Dairy Barn With Charm

The Texas Tech Dairy Barn is in the process of being renovated. Photo courtesy of Photo curtesy of College of Agricultural Sciences and Natural Resources.

Texas Tech University and the College of Agricultural Sciences and Natural Resources have finalized plans to renovate the historic Dairy Barn.

Steven Fraze, Ph.D., CASNR interim dean, said the plans for the Dairy Barn will include a conference area in the upstairs loft, partitioned rooms for group meetings on the first floor and there will be a museum where the milking parlors once existed.

“For students, there will be club meetings and all sorts of things,” Fraze said. “There will be a couple of offices and a conference room that we will put a couple of individuals from the college in, just to have people in the building,.”

The renovations are expected to take place as soon as the college meets the quota the Office of The President has made.

The price tag on the renovation is $2.6 million. The President’s Office will match half of the bill. The other half will come from alumni and donors.

The expected time frame for the renovations is a maximum of two years. Fraze said the contractors are hoping for less time, but there are a lot of repairs that need to be made.

Lynn Whitfield, university archivist in the Texas Tech Southwest Collection/ Special Collections Library, said the Dairy Barn is one of the four original buildings on Tech’s campus.

The Texas Tech Historic District is centered on the administration building, which was built to show that Tech was going to be a magnificent institution. The elaborate detail in the building’s design set the ideal look for the college going into the future.

“The Dairy Barn, on the other hand, is at the very far end of the historic district, and it represents the roots of this area, the agricultural roots; the farming roots and the ranching roots,” Whitfield said. “So, when you look at it today, and how both structures have withstood time. It’s our roots and our future that are tied together.”

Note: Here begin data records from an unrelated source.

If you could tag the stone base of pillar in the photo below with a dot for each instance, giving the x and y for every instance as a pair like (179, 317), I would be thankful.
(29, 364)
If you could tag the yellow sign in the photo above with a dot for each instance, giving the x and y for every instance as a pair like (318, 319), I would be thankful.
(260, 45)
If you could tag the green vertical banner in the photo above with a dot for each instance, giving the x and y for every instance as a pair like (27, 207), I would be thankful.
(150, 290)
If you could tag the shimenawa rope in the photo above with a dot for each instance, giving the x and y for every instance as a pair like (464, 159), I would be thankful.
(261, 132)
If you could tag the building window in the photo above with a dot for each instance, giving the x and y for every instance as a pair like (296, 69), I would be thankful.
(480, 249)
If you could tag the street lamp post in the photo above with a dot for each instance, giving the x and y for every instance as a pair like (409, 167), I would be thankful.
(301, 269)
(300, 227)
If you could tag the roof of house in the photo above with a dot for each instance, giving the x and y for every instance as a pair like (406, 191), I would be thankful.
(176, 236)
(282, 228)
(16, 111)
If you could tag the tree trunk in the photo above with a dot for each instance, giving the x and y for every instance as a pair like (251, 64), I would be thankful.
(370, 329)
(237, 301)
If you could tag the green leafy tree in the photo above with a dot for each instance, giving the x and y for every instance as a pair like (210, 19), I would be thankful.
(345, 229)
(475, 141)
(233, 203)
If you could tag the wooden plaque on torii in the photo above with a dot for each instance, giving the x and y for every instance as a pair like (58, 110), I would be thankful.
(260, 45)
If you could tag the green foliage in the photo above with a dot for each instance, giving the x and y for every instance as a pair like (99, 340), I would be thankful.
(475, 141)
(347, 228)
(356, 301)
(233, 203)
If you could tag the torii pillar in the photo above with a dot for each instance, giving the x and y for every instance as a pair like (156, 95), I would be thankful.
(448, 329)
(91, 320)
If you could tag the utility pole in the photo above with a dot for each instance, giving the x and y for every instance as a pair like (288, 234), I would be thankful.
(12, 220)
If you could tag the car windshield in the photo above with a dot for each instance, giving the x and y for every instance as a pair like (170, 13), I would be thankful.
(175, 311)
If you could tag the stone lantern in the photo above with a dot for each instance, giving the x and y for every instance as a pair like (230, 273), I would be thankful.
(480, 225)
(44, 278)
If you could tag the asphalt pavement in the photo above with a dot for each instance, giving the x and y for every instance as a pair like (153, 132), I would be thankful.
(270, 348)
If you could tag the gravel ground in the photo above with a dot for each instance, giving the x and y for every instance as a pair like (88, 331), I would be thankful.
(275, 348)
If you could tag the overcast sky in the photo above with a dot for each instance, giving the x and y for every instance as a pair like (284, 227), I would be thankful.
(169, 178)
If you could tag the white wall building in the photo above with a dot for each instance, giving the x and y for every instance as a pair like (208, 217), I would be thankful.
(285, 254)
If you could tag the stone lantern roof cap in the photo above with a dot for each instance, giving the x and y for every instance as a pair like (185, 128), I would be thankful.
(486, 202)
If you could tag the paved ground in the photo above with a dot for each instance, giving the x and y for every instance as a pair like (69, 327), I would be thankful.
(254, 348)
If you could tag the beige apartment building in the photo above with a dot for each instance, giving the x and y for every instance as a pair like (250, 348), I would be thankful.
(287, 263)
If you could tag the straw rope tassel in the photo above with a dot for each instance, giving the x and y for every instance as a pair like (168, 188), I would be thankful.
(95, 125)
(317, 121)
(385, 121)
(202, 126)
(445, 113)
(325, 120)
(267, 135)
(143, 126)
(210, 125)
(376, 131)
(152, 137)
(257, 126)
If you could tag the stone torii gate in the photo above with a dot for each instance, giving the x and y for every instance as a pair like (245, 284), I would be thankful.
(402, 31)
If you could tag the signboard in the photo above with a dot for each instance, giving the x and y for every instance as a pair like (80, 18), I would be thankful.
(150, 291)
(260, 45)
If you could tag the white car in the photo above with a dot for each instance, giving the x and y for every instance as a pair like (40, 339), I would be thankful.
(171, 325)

The barn was used as work-study for students to earn tuition money through dairy product sales while attending Tech until it was abandoned in 1964.

In fear of the Dairy Barn being torn down in the early 1990s, Tech’s Student Government Association and other student organization groups fought to get the barn marked as a national historic landmark.

Today, the Dairy Barn is a state and federal place of historic importance.

With the plans finalized for the Dairy Barn, Fraze, believes it will create a welcoming area for more traffic to localize by the barn.

“It’s right in the center of campus, so it is very centrally located and it would just be something that would put good use to the building,” Fraze said.